The question is whether she can pull it off. Her tenure so far has not been marked by major accomplishments.
The idea itself has great merit. Migration is a matter of both pull and push. Yes, people come to this country because it offers freedom, opportunity and prosperity. But they are willing – or eager – to leave their own country behind because things there are not good. And in the case of Central America, we “Norte Americanos” bear more than a little responsibility for those poor conditions.
Many of that region’s worst problems stem from drug trafficking and the corruption and gang violence that come from it. People cannot enjoy life amid gang wars and governments cannot combat the drug trade when they are at least tangentially part of it.
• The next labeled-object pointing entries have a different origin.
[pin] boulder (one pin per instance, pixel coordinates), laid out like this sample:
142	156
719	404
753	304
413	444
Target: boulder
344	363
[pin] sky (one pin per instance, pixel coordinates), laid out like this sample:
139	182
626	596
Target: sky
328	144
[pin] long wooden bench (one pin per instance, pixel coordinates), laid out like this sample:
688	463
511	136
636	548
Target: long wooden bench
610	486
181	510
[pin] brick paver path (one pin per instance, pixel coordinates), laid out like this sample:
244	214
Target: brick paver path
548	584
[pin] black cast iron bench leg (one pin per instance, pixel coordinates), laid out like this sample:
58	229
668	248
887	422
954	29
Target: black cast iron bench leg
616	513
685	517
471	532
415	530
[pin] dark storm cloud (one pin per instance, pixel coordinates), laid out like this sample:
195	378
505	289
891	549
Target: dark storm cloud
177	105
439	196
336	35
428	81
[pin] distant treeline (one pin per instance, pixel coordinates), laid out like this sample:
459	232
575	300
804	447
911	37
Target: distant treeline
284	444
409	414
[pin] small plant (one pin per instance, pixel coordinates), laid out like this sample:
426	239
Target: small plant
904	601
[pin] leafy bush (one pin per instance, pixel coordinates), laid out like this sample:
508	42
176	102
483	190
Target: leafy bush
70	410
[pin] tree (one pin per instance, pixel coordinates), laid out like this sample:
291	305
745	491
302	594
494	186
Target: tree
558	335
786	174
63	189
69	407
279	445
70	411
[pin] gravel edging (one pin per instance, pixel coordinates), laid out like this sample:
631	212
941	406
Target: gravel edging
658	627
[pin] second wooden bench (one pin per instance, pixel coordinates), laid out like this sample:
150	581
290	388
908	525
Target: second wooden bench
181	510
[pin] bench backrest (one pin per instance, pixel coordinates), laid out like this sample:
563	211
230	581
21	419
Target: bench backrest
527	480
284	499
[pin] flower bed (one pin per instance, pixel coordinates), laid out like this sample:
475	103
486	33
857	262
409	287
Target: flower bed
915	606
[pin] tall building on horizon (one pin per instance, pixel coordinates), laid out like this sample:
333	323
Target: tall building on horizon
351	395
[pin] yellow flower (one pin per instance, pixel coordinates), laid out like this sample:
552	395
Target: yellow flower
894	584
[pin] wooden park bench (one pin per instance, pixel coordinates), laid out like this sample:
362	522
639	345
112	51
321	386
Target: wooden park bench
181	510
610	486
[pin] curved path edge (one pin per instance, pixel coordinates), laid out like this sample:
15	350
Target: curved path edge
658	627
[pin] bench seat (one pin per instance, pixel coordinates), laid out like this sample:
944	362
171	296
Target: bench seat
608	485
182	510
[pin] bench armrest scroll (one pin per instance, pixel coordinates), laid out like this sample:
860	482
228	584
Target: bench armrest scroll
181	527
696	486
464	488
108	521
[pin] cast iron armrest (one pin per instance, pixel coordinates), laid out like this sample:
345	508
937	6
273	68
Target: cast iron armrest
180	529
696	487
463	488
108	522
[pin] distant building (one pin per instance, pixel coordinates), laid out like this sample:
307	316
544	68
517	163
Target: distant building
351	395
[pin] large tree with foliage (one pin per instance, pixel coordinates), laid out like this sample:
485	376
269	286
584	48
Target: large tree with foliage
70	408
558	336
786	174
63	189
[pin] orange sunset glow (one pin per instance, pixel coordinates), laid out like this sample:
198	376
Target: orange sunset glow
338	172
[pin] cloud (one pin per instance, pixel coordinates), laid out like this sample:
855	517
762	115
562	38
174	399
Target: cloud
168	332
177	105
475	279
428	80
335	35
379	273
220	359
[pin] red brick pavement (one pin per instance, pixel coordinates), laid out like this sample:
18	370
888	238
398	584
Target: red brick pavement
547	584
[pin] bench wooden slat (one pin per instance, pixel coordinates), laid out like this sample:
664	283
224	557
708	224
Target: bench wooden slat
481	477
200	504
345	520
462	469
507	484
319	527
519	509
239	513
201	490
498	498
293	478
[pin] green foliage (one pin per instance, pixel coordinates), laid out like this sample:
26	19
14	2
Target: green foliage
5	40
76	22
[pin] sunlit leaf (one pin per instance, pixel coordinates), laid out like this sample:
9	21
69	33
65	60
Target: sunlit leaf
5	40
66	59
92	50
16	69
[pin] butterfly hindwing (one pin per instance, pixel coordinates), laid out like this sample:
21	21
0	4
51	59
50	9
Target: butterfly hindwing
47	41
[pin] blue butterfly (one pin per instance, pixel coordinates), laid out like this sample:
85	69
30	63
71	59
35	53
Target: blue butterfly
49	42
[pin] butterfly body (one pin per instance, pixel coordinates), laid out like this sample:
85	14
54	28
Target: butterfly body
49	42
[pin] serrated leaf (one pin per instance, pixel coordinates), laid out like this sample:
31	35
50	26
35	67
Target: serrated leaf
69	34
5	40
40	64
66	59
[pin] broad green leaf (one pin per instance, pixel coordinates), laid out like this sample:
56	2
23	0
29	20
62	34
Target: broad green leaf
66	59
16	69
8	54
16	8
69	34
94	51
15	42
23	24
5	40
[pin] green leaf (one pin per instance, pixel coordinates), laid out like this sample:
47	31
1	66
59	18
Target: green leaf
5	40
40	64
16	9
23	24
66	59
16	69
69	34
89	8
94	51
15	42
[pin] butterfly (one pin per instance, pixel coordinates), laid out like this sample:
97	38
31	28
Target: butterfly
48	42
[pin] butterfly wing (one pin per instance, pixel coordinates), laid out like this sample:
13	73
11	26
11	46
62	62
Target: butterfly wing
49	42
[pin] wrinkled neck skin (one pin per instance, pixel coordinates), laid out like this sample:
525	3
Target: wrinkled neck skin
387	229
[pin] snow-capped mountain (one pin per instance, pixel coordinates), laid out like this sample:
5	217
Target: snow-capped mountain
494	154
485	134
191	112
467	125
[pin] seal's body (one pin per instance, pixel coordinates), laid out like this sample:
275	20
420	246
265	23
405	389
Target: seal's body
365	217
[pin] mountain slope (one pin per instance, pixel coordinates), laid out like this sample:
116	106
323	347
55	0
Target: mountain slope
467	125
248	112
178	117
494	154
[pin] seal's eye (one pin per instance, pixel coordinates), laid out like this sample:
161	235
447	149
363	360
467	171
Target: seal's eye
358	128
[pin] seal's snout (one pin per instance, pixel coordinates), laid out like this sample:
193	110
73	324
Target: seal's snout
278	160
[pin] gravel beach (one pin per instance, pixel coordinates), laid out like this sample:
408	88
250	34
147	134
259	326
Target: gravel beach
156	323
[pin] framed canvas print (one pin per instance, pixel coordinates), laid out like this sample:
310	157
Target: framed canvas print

It is easy for officials to call for greater law enforcement efforts, but a better – and more honest – approach is to ask: Who is buying those drugs? Harris’ approach essentially acknowledges the answer we all know.
It effectively recognizes a historical truth as well. The United States has a responsibility to Central America, for the simple reason that this country has intervened in, interfered with and, generally, messed about in Central America for well longer than a century.
A good explanation of that came from a retired Marine Corps major general – and two-time Medal of Honor recipient – named Smedley Butler. In the 1930s, he wrote a speech (and a book) “War is a Racket.”
In it he details how, with the Marines, he intervened in a number of Latin and Central American nations on behalf of U.S. business interests. He specifically mentions invading Mexico, Haiti, Cuba, Nicaragua, the Dominican Republic and Honduras. The U.S. seizure of Panama from Colombia predated him.
Nowadays, this country rarely sends troops to interfere in Central America. Today, Americans just send money – to all the wrong people.
So, Harris is not off base in wanting Americans to send money, in the form of commercial investments, to the good people of Central America. It may be the only way to counter the drug money.
She says she has commitments of nearly $3.2 billion toward her efforts. That is great, but in the context it is a pittance and should be seen as a test case. If those investments seem to be doing good, much more will be needed to make a real impact on immigration.
At that point, if the evidence shows good effect, the effort would need to be expanded and funded as a major federal program. But whatever it costs, it could prove to be cheaper than what is happening now.
Maybe then we will also find out if the “build the wall” crowd really wants to address immigration or if that was just chest pounding.